Base Housing was a privilege. I'd go to the housing office the day you leave and file a formal complaint

It IS a privelege...and I've already spoken to the housing inspector about it.  I'll talk to her again when she comes out to do our final inspection.

on Aug 15, 2004
I was walking back from my friends house with me youngest son, and saw my neighbor (Stupid Girl) and her friends (The Black Elk Bitches) sitting across the street in someone's front yard. As I was walking up my driveway, Stupid Girl stands up, points and me, and yells "Look at her. She's such a stupid fucking bitch. She fucking called to complain about a alarm clock going off. how fucking pathetic. What fucking bitch" Then they (the entire group) all started laughing and clapping. My son said "are they talking about you, mom?". I said I didn't know, but that we should probably just ignore them and keep on walking...I didn't want to tell him that they were, that would just have upset him. So, we came inside, and I went down to my bedroom and cried.


I'm sorry, but if Someone said this too me in front of my kid, come hell or high water there would have been an ass kicking. Might of been mine, but I'd have dug in. That's, what we call here in Texas, BULLSHIT.
on Aug 15, 2004
Wow~ I can't believe what a bitch this girl is! Please file a complaint against her...

Karma will one day catch up with her. She is probably just a miserable human being whoes only joy is trying to make others miserable...
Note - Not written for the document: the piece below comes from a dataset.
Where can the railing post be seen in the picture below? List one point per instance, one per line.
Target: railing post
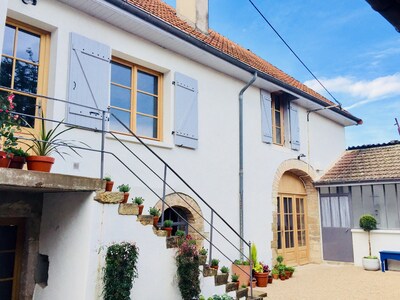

At least you are leaving! YAY for new beginnings!
on Aug 16, 2004
"I think I might just 'forget' our clock radio. I also think that I might set it for 2 am and place it right up against the bedroom wall, turned up to full volume. I think I might see how they like a taste of their own medicine...."

DharmaGrl: Don't just think. PLEASE DO!! Would serve them right!! As for me, I wouldn't mind booby trapping the radio too
on Aug 16, 2004
P.S....this isn't the right thing to do, but....we're staying in Billeting on Wednesday night. I think I might just 'forget' our clock radio. I also think that I might set it for 2 am and place it right up against the bedroom wall, turned up to full volume. I think I might see how they like a taste of their own medicine....


Man you have to do that, seriously, there is nothing at all to feel guilty about there.

The other suggestions were... , well, they made me even more paranoid about ever seriously pissing anyone off.